First-Principles Materials Simulations
Sebastian Kokott
Group- Home
FHI-aims (https://FHI-aims.org) is a widely used full-potential all-electron software package. It employs numeric atom-cantered orbitals (NAOs) as basis sets. The NAO basis set was chosen in order to achieve small-size Hamiltonians of highest accuracy which enables an efficient handling of advanced exchange-correlation functionals and massive parallel computing. The three key features of FHI-aims are
- Versatile: The software can handle molecules, clusters, nanostructures, surfaces, and solids.
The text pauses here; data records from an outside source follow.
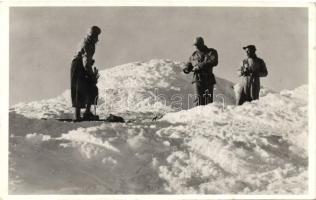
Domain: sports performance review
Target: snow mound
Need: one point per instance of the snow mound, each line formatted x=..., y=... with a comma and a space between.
x=243, y=149
x=156, y=86
x=257, y=148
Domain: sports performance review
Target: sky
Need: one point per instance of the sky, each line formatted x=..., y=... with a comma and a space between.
x=43, y=41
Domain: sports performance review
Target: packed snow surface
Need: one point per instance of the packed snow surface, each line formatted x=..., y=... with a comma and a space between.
x=257, y=148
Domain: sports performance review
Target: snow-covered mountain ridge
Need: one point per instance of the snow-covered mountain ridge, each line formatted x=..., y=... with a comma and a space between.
x=257, y=148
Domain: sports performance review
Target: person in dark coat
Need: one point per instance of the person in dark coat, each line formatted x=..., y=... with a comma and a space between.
x=84, y=91
x=201, y=63
x=250, y=71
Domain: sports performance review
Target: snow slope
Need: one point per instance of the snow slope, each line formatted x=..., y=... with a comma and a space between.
x=257, y=148
x=156, y=86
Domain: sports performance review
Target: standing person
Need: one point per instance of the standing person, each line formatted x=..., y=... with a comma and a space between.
x=84, y=78
x=252, y=68
x=201, y=63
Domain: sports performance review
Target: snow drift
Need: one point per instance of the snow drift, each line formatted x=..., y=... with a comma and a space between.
x=154, y=87
x=257, y=148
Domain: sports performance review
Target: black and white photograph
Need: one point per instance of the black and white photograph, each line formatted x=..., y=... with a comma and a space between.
x=160, y=100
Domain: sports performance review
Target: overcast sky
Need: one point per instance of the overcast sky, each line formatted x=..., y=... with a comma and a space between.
x=43, y=41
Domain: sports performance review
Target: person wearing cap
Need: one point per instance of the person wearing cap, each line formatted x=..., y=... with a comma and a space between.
x=250, y=71
x=84, y=77
x=201, y=64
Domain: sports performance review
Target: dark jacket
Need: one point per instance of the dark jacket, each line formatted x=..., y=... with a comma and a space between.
x=83, y=88
x=250, y=72
x=202, y=63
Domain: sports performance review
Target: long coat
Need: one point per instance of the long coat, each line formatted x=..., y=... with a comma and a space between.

- Precise and Accurate: It employs density functional theory (also with advanced functionals and for weak interactions), many-body methods, and quantum chemistry.
- Scalable: FHI-aims works from laptops to highest-performance computers.
The software package is widely used in academia and in industry. The latter praises in particular the high accuracy, also for weakly bonded systems (van der Waals), the highest numerical precision and that FHI-aims is one of the computationally most efficient codes. Let us mention a recent, very unusual success story where neither the NOMAD CoE nor the FHI-aims teams were involved: The company, Avant-Garde Materials Simulation (AMS), the University of Luxembourg, and partners in the pharmaceutical sector recently (Nov. 2023) published a paper in nature1 on “Predicting crystal form stability under real-world conditions”. Marcus Neumann, Founder and CEO of Avant-Garde Materials Simulation, tels: “FHI-aims has proven to be a game changer for accurate lattice free energy calculations because of its scalability, numerical accuracy and small basis set superposition error.“
Our group is continuously improving and advancing the FHI-aims software.
[1] D. Firaha, et al., and M. Neumann, Predicting crystal form stability under real-world conditions, Nature 623, 324–328 (2023); DOI: 10.1038/s41586-023-06587.